5 files changed, 43 insertions, 18 deletions

diff --git a/src/libstd/sys/cloudabi/thread.rs b/src/libstd/sys/cloudabi/thread.rs
index 3afcae7ae75..a3595debaf5 100644
--- a/src/libstd/sys/cloudabi/thread.rs
+++ b/src/libstd/sys/cloudabi/thread.rs
@@ -22,7 +22,7 @@ unsafe impl Sync for Thread {}
 impl Thread {
     // unsafe: see thread::Builder::spawn_unchecked for safety requirements
     pub unsafe fn new(stack: usize, p: Box<dyn FnOnce()>) -> io::Result<Thread> {
-        let p = box p;
+        let mut p = mem::ManuallyDrop::new(box p);
         let mut native: libc::pthread_t = mem::zeroed();
         let mut attr: libc::pthread_attr_t = mem::zeroed();
         assert_eq!(libc::pthread_attr_init(&mut attr), 0);
@@ -30,13 +30,20 @@ impl Thread {
         let stack_size = cmp::max(stack, min_stack_size(&attr));
         assert_eq!(libc::pthread_attr_setstacksize(&mut attr, stack_size), 0);
 
-        let ret = libc::pthread_create(&mut native, &attr, thread_start, &*p as *const _ as *mut _);
+        let ret = libc::pthread_create(
+            &mut native,
+            &attr,
+            thread_start,
+            &mut *p as &mut Box<dyn FnOnce()> as *mut _ as *mut _,
+        );
         assert_eq!(libc::pthread_attr_destroy(&mut attr), 0);
 
         return if ret != 0 {
+            // The thread failed to start and as a result p was not consumed. Therefore, it is
+            // safe to manually drop it.

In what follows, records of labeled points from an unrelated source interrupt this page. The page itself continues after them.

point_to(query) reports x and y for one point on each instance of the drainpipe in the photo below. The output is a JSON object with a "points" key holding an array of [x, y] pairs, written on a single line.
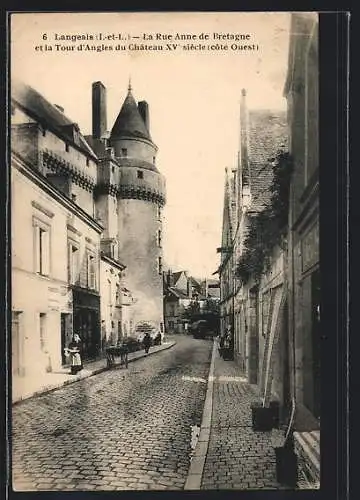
{"points": [[292, 305]]}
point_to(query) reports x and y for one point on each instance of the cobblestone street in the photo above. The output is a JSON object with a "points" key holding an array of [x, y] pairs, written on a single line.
{"points": [[121, 429], [237, 457]]}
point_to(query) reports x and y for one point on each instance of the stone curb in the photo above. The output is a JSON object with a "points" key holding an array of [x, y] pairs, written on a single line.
{"points": [[88, 374], [194, 478]]}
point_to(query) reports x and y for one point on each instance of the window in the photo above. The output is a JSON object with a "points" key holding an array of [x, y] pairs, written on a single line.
{"points": [[91, 272], [42, 248], [73, 263], [42, 331], [16, 360]]}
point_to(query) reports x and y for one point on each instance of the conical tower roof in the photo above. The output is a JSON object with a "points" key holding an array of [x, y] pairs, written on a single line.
{"points": [[129, 121]]}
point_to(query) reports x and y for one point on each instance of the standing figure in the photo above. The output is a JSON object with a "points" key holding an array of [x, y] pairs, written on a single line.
{"points": [[74, 350], [147, 342]]}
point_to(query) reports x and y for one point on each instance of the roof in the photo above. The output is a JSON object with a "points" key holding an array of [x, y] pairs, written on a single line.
{"points": [[181, 294], [267, 135], [48, 115], [129, 121]]}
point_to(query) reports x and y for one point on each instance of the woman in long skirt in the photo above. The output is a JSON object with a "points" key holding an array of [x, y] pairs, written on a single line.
{"points": [[74, 350]]}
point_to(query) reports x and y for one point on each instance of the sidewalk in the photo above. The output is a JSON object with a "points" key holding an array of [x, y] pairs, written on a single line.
{"points": [[229, 454], [27, 387]]}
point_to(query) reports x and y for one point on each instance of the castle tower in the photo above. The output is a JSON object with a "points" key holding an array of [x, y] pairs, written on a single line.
{"points": [[127, 172]]}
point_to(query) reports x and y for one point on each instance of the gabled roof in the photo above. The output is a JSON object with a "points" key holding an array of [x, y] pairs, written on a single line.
{"points": [[268, 134], [129, 122], [48, 115]]}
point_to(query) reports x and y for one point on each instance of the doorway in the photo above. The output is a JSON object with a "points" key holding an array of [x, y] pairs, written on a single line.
{"points": [[66, 323], [15, 343]]}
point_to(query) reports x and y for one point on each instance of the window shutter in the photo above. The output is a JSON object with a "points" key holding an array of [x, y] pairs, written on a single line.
{"points": [[37, 249], [45, 235]]}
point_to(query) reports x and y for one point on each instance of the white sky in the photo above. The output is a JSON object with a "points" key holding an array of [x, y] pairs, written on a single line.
{"points": [[193, 99]]}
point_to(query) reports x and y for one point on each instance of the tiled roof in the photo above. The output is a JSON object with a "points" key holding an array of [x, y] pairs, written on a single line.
{"points": [[129, 121], [267, 135], [47, 114]]}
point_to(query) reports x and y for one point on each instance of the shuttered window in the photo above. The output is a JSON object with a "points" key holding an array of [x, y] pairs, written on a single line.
{"points": [[91, 272], [42, 249]]}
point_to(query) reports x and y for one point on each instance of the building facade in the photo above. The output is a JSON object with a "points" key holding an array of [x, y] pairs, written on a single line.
{"points": [[182, 291], [302, 93], [274, 311], [55, 239], [245, 303]]}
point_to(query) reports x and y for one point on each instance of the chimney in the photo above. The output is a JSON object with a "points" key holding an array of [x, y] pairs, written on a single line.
{"points": [[60, 108], [98, 110], [143, 108], [189, 288]]}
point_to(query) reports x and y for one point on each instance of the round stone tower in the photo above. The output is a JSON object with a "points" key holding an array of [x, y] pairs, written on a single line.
{"points": [[141, 196]]}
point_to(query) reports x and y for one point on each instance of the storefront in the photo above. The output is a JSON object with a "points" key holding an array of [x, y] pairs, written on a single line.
{"points": [[87, 321]]}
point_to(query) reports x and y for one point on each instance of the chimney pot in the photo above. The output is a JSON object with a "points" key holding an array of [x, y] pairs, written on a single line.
{"points": [[143, 108], [60, 108], [98, 109]]}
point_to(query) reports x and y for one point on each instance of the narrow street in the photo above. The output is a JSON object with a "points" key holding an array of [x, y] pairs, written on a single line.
{"points": [[121, 429]]}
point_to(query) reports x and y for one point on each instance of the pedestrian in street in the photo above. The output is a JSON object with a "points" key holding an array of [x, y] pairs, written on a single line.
{"points": [[147, 342], [74, 350]]}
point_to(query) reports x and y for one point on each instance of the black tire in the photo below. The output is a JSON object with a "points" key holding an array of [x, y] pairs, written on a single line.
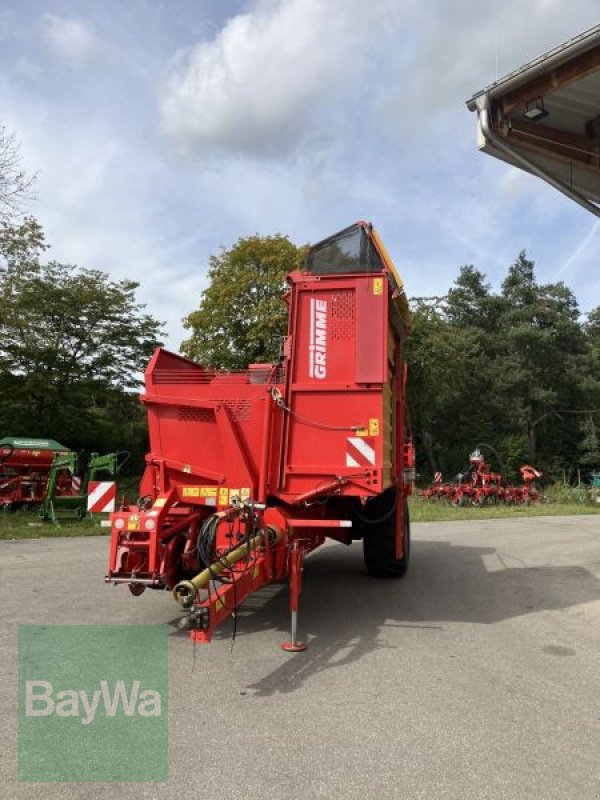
{"points": [[379, 548]]}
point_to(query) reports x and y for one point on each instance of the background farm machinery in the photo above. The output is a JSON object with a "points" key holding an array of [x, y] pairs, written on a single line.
{"points": [[43, 474], [478, 485], [249, 471]]}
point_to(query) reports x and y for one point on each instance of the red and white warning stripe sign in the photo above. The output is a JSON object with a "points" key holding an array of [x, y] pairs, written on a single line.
{"points": [[102, 496], [359, 453]]}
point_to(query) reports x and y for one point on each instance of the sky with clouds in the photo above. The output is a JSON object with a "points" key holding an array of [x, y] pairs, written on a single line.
{"points": [[163, 130]]}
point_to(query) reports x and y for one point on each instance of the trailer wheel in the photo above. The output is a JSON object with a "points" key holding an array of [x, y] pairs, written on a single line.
{"points": [[379, 548]]}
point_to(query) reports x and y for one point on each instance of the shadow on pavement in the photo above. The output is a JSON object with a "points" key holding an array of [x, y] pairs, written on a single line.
{"points": [[343, 611]]}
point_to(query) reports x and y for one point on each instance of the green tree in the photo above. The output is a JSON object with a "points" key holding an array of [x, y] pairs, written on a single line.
{"points": [[241, 318], [73, 346], [15, 184]]}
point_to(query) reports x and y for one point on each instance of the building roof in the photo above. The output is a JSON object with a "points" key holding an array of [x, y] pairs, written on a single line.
{"points": [[544, 117]]}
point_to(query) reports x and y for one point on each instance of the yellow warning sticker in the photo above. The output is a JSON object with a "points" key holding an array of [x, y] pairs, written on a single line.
{"points": [[199, 491], [133, 522], [374, 427]]}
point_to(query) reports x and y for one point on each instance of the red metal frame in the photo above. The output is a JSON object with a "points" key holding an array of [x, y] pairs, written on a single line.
{"points": [[290, 447]]}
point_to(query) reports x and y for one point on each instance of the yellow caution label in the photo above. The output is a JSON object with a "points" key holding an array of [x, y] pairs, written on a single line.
{"points": [[199, 491], [133, 522]]}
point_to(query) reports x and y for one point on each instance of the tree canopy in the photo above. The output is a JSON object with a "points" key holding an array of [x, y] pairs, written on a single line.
{"points": [[517, 369], [73, 346], [241, 318]]}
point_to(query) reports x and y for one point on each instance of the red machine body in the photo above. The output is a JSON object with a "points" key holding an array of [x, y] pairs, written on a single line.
{"points": [[273, 459], [25, 466]]}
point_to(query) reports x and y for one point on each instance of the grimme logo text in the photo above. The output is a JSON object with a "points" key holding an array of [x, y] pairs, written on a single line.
{"points": [[317, 345], [42, 701]]}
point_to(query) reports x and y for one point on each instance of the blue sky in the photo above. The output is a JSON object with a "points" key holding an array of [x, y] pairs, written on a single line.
{"points": [[162, 130]]}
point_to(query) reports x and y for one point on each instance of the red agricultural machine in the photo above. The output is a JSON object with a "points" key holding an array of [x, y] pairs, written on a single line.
{"points": [[249, 471], [478, 485], [25, 466]]}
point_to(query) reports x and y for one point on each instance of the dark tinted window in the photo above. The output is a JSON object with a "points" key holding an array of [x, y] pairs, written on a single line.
{"points": [[349, 251]]}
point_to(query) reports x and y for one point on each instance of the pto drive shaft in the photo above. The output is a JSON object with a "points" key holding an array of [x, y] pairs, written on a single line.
{"points": [[185, 591]]}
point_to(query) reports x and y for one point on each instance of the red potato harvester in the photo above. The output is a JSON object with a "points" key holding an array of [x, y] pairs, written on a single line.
{"points": [[249, 471]]}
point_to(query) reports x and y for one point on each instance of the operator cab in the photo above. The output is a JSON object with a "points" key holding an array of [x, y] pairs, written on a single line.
{"points": [[356, 249]]}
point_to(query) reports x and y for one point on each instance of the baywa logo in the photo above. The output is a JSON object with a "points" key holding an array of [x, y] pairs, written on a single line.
{"points": [[93, 703], [40, 701], [317, 346]]}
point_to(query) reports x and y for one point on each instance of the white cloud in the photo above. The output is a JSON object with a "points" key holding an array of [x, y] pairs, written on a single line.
{"points": [[69, 37], [271, 77]]}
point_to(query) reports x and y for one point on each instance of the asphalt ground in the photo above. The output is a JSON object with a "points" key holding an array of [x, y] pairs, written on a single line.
{"points": [[477, 676]]}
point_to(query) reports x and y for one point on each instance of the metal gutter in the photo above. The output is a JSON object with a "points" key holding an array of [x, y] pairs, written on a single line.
{"points": [[483, 113], [553, 58]]}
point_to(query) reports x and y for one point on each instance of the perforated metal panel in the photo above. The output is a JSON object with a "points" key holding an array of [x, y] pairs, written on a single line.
{"points": [[240, 409], [342, 316], [188, 414]]}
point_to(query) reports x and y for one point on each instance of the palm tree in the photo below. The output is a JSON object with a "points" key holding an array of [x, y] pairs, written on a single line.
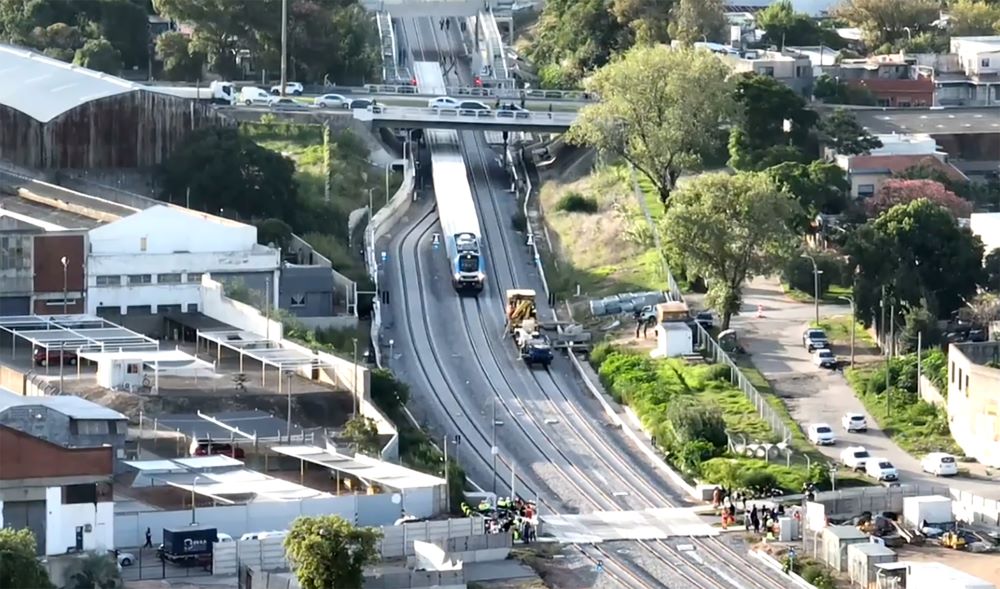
{"points": [[94, 570]]}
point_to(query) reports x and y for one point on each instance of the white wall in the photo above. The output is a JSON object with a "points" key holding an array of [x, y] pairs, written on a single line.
{"points": [[62, 521]]}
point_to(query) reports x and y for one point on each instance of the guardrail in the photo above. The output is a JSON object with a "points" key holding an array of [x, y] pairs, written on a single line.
{"points": [[705, 340]]}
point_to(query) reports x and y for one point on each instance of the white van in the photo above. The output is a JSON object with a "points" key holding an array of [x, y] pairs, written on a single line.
{"points": [[940, 464], [250, 95]]}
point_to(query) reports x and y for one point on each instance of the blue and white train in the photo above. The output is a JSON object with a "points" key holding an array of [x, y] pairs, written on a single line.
{"points": [[455, 206]]}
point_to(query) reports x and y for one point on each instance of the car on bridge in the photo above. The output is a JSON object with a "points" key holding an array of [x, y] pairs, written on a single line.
{"points": [[293, 88], [332, 101]]}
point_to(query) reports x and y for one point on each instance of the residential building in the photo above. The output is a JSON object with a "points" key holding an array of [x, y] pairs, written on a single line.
{"points": [[65, 420], [790, 68], [974, 399], [64, 495], [153, 261]]}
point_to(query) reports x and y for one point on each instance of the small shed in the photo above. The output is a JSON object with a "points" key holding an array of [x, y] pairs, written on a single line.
{"points": [[934, 509], [836, 539], [862, 560]]}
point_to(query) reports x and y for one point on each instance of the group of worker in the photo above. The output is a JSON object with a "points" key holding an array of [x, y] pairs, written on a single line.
{"points": [[509, 516]]}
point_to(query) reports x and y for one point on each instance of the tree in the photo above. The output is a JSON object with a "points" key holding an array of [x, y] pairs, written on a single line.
{"points": [[841, 131], [766, 104], [328, 552], [918, 253], [894, 192], [820, 186], [19, 566], [363, 433], [973, 17], [884, 21], [696, 20], [93, 570], [99, 55], [728, 229], [227, 171], [180, 61], [659, 111]]}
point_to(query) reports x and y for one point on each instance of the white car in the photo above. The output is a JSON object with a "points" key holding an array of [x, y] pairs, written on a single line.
{"points": [[854, 422], [331, 101], [855, 457], [881, 469], [443, 102], [821, 434], [293, 88], [940, 464]]}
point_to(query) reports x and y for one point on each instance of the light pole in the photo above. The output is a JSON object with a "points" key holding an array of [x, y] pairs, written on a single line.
{"points": [[354, 391], [194, 484], [854, 322], [816, 273], [65, 285]]}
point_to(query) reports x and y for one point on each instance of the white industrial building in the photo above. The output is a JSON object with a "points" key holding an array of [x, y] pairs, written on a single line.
{"points": [[154, 260]]}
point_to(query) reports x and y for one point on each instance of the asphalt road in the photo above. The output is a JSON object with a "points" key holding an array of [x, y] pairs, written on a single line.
{"points": [[818, 395]]}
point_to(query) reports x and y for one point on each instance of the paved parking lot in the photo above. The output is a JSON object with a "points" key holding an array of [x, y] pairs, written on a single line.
{"points": [[815, 394]]}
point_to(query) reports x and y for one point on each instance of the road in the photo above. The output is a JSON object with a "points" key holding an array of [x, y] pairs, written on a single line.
{"points": [[553, 440], [815, 394]]}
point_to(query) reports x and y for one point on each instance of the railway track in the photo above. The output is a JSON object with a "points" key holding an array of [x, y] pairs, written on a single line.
{"points": [[712, 567]]}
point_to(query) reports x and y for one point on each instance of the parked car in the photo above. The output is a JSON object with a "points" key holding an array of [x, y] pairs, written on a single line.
{"points": [[213, 448], [443, 102], [854, 422], [881, 469], [939, 464], [815, 339], [332, 101], [821, 434], [45, 357], [293, 88], [855, 457], [825, 358]]}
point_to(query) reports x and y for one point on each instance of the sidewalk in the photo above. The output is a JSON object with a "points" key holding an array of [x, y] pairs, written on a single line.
{"points": [[813, 394]]}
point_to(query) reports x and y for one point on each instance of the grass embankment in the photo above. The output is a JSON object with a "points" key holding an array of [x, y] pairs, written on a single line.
{"points": [[351, 177], [917, 426], [689, 409], [599, 238]]}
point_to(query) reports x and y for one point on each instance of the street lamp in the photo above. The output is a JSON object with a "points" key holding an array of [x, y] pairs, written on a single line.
{"points": [[65, 285], [854, 322], [194, 484], [816, 273]]}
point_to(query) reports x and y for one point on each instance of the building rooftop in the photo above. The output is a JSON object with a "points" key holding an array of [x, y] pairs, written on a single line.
{"points": [[44, 88], [72, 407]]}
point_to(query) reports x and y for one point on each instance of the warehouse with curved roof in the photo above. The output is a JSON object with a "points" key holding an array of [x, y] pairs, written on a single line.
{"points": [[55, 115]]}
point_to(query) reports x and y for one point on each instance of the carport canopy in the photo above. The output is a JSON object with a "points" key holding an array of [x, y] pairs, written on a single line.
{"points": [[79, 333], [362, 467]]}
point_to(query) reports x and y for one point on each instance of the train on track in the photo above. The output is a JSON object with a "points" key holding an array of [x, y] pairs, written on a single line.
{"points": [[455, 206]]}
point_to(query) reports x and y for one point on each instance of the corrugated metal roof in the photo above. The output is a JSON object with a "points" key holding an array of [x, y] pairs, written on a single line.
{"points": [[72, 407], [44, 88]]}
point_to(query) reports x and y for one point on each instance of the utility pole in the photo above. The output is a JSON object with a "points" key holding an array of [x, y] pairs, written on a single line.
{"points": [[284, 45]]}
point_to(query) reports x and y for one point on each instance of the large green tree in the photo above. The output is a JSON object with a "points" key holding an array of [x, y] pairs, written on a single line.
{"points": [[920, 255], [728, 229], [660, 110], [699, 20], [760, 132], [19, 566], [229, 172], [884, 21], [841, 131], [328, 552]]}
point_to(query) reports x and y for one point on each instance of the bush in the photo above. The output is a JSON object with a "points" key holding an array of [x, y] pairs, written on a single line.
{"points": [[574, 202]]}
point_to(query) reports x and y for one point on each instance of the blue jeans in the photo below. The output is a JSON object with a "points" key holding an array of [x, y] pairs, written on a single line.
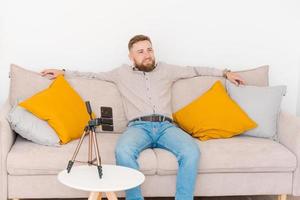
{"points": [[141, 135]]}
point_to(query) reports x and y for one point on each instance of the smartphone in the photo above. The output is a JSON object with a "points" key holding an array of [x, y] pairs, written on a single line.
{"points": [[107, 118]]}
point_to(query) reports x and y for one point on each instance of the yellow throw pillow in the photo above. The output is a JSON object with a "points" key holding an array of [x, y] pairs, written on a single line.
{"points": [[62, 107], [213, 115]]}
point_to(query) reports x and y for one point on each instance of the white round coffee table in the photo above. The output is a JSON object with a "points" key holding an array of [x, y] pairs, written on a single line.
{"points": [[114, 178]]}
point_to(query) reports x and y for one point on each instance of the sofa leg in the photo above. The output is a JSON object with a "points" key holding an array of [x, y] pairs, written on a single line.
{"points": [[282, 197]]}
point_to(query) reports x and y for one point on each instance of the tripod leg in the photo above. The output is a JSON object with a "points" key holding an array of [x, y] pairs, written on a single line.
{"points": [[90, 156], [97, 154], [71, 162]]}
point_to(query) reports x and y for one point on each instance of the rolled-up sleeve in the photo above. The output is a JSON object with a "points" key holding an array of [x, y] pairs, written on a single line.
{"points": [[180, 72]]}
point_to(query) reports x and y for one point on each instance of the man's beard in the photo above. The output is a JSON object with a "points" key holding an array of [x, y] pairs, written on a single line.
{"points": [[146, 68]]}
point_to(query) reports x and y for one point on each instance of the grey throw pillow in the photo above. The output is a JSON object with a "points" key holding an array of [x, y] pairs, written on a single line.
{"points": [[31, 127], [262, 104]]}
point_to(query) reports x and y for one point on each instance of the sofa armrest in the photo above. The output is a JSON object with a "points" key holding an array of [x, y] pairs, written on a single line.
{"points": [[7, 138], [289, 136]]}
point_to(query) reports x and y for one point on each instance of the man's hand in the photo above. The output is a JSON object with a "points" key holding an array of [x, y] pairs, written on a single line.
{"points": [[52, 73], [235, 78]]}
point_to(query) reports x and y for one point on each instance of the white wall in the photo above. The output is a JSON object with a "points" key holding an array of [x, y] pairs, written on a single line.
{"points": [[92, 35]]}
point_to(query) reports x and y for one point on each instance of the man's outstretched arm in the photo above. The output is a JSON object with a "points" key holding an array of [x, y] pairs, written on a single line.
{"points": [[105, 76], [189, 72]]}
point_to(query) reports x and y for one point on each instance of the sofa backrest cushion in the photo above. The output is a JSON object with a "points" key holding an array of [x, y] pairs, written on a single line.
{"points": [[185, 91], [25, 83]]}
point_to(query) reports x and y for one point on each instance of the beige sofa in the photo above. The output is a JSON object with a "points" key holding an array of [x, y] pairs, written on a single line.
{"points": [[235, 166]]}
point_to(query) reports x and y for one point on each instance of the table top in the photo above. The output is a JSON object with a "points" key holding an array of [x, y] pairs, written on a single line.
{"points": [[114, 178]]}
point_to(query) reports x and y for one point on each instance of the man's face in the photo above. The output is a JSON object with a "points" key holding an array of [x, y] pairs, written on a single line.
{"points": [[142, 56]]}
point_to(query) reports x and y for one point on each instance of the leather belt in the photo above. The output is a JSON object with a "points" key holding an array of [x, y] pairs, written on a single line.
{"points": [[153, 118]]}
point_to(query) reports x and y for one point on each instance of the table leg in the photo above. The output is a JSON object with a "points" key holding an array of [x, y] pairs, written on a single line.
{"points": [[95, 196], [111, 196]]}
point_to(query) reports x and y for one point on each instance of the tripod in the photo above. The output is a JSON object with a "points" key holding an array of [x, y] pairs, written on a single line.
{"points": [[90, 130]]}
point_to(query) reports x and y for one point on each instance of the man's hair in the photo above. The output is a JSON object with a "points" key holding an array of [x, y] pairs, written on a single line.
{"points": [[137, 38]]}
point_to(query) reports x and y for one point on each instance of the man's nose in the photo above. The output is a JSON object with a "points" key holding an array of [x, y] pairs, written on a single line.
{"points": [[147, 55]]}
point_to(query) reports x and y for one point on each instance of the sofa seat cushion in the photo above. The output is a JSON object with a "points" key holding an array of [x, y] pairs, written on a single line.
{"points": [[28, 158], [237, 154]]}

+            mem::ManuallyDrop::drop(&mut p);
             Err(io::Error::from_raw_os_error(ret))
         } else {
-            mem::forget(p); // ownership passed to pthread_create
             Ok(Thread { id: native })
         };
 
diff --git a/src/libstd/sys/hermit/thread.rs b/src/libstd/sys/hermit/thread.rs
index c3c29c93826..8e15208abc2 100644
--- a/src/libstd/sys/hermit/thread.rs
+++ b/src/libstd/sys/hermit/thread.rs
@@ -49,21 +49,23 @@ impl Thread {
         p: Box<dyn FnOnce()>,
         core_id: isize,
     ) -> io::Result<Thread> {
-        let p = box p;
+        let mut p = mem::ManuallyDrop::new(box p);
         let mut tid: Tid = u32::MAX;
         let ret = abi::spawn(
             &mut tid as *mut Tid,
             thread_start,
-            &*p as *const _ as *const u8 as usize,
+            &mut *p as &mut Box<dyn FnOnce()> as *mut _ as *mut u8 as usize,
             Priority::into(NORMAL_PRIO),
             core_id,
         );
 
-        return if ret == 0 {
-            mem::forget(p); // ownership passed to pthread_create
-            Ok(Thread { tid: tid })
-        } else {
+        return if ret != 0 {
+            // The thread failed to start and as a result p was not consumed. Therefore, it is
+            // safe to manually drop it.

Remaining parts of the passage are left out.